Kasus ini dihentikan setelah polisi melakukan gelar perkara yang dipimpin Kabareskrim Komjen Agus Andrianto. Disebutkan tak ada unsur pidana sebagaimana yang dilaporkan istri Ferdy Sambo ke Polres Metro Jakarta Selatan.
Berdasarkan hasil gelar perkara yang dilakukan tim khusus dengan dipimpin langsung oleh Kabareskrim Polri Komjen Pol Agus Andrianto telah dipastikan bahwa pada laporan tersebut tidak ditemukan adanya unsur pidana. Maka, tim khusus memutuskan untuk menghentikannya.
Lembaga Perlindungan Saksi dan Korban (LPSK) menyatakan, sejak awal sudah meragukan bahwa istri Irjen Pol Ferdy Sambo, Putri Candrawati, betul-betul membutuhkan perlindungan.
![Ketua LPSK, Hasto Atmojo Suroyo di Yogyakarta. [Suara]](https://media.suara.com/suara-partners/tangsel/thumbs/1200x675/2022/08/13/1-ketua-lpsk-hasto-atmojo-suroyo-di-yogyakarta.webp)

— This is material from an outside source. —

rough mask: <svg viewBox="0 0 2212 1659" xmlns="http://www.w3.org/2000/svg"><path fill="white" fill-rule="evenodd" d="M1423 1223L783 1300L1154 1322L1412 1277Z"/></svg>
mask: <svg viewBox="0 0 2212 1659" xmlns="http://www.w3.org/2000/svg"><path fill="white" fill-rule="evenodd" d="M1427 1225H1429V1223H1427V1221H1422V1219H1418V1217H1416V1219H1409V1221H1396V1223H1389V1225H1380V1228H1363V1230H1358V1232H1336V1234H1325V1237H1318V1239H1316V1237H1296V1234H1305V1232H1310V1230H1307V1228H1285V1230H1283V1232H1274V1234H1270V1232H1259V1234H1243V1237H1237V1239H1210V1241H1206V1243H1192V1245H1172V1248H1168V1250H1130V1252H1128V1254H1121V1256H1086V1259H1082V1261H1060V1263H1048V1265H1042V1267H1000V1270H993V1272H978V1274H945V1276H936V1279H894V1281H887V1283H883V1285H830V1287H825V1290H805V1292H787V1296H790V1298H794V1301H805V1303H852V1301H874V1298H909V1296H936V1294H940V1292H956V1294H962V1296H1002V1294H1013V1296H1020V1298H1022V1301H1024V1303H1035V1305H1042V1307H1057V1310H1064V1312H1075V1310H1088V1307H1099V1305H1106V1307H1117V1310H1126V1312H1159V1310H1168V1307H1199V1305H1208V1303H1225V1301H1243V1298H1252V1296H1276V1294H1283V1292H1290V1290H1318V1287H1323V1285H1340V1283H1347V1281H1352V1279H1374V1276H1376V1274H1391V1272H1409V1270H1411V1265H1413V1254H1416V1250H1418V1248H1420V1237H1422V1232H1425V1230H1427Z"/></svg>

Ketua LPSK Hasto Atmojo Suroyo mengatakan, keraguan itu muncul ketika status hukum Putri Candrawathi masih belum jelas sebagai korban, saksi, atau berstatus lain.
"Sejak awal kan saya sudah mengatakan saya sendiri meragukan sebenernya apakah Bu Putri ini memerlukan perlindungan dari LPSK, atau sebenernya ada yang mengajukan itu bukan Bu Putri sendiri tetapi ada orang lain," ucap Hasto kepada wartawan, Sabtu, 13 Agustus 2022.
Hasto mengatakan pihaknya tak bisa memberikan perlindungan kepada Putri Candrawathi setelah permohonan yang diajukan terkait laporan dugaan pelecehan seksual terhadap mendiang Brigadir J, karena status hukum Putri Candrawathi belum jelas, yakni apakah korban, saksi atau lainnya. Terlebih Bareskrim Polri telah menghentikan penanganan kasus dugaan pelecehan seksual terhadap Putri Candrawathi, sehingga LPSK tak bisa memberikan perlindungan.
"Status hukumnya sampai kemarin kan belum jelas. Nah sekarang setelah jelas, ya, tentu saja LPSK tidak bisa memberikan Perlindungan karena status hukumnya kan jadi membingungkan ini, apakah bu PC (Putri Candrawathi) itu korban atau dia berstatus lain," Hasto pun menambahkan.
Atas penjelasan Hasto, maka dapat dipastikan bahwa kabar tentang dihentikannya perlindungan terhadap Putri Candrawathi oleh LPSK adalah valid, bukan berita hoax.